Sunday, November 11, 2012

drunk.

What's up ladies? gentlemen. I'm trashed. Sad. And I don't know what else. So many thoughts running through this brain of mine. So many...so many.

Let's start with minimal:
1. Sondra and I might be moving in together soon. This will be nice minus the kitchen issues. But I'm comfortable expressing said issues with her so I think it iwll be fine. It will be fin.e
2. I suck at socialiazing. We knew this. I started derby again and my social awkwardities are coming out in full swing. I just don' tlike talking to people but to be placed onto a team i need to rub elbows with the "right bpoeple.]
3. Sndra and I talk about kids a lot recently> i want children. I do.
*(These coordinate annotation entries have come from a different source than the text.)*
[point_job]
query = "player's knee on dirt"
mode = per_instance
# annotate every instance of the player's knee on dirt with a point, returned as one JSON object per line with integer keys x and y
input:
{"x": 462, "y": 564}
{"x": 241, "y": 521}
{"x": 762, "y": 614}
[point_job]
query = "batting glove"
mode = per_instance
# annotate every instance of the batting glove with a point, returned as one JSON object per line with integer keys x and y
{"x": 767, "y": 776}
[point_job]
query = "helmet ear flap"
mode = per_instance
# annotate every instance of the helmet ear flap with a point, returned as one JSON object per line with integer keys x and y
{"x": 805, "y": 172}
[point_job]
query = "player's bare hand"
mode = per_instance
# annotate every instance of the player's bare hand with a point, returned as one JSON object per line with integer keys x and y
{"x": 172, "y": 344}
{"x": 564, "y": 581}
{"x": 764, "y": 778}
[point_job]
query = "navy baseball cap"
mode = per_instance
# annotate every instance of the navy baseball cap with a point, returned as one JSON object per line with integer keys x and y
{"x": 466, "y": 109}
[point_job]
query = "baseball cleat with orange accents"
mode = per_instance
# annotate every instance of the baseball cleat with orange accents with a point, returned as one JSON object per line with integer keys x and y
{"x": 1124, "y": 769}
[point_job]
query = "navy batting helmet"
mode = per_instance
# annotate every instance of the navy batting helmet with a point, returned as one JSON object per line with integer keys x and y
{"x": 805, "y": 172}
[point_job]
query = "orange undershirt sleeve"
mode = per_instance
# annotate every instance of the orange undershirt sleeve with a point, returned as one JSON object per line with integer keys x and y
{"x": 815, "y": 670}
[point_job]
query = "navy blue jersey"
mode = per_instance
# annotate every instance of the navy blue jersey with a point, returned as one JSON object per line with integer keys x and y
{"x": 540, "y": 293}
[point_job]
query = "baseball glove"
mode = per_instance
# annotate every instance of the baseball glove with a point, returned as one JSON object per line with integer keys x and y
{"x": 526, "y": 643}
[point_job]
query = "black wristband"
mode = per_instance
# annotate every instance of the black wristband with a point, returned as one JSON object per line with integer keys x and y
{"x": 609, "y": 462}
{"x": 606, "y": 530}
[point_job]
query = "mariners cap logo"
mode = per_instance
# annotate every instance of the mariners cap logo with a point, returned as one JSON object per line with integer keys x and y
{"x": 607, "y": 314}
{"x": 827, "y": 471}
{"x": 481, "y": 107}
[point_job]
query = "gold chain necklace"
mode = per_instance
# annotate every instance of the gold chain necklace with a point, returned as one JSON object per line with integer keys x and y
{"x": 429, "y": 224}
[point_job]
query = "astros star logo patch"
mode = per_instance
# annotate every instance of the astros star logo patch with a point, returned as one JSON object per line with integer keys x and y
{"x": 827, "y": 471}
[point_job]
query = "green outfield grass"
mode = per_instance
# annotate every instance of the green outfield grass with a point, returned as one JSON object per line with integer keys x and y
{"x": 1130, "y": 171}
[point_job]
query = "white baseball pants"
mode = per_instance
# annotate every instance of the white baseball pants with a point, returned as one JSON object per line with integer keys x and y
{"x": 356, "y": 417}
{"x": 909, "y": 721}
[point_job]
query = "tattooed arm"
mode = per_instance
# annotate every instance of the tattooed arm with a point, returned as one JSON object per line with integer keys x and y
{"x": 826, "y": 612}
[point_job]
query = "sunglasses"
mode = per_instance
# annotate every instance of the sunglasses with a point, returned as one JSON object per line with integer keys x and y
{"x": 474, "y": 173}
I"m so afriad to leave them alone with anyone. She lent me a book about parenting and knowing yoruself and knowing your issues and how they affected you. I"m constantly thinking about the....stuff. bad stuff. I'm afraid I will be a bad parent because of it. :'( blargh makes me sad. Makes me wonder if I should even bring a child into this owrld.

MOre depressing shit:
1. Cutting is becoming an issue tyet again. Been daydreaming aobut stitches. Blood, comas, dying in general. It's sick. And I know bad, but I don't know how to make it stop.
2. I feel guilty for coming back here but the truth is I've been back on PT for months. Despite the fact that I joined derby and I NEED to be healthy. MUST. I feel drawn to sickness. Feel better when I'm negative, empty, nothing. I feel like I"m walking on a fence line. I want to jump to one side or the other. The correct side would be health...but I'm afraid to fail. I"m afriad to be helathy and fat and....fail. To suck and derby and be all muscular. Back to square one.
3. I'm suicidal. Want it...don't know why. Need a new job.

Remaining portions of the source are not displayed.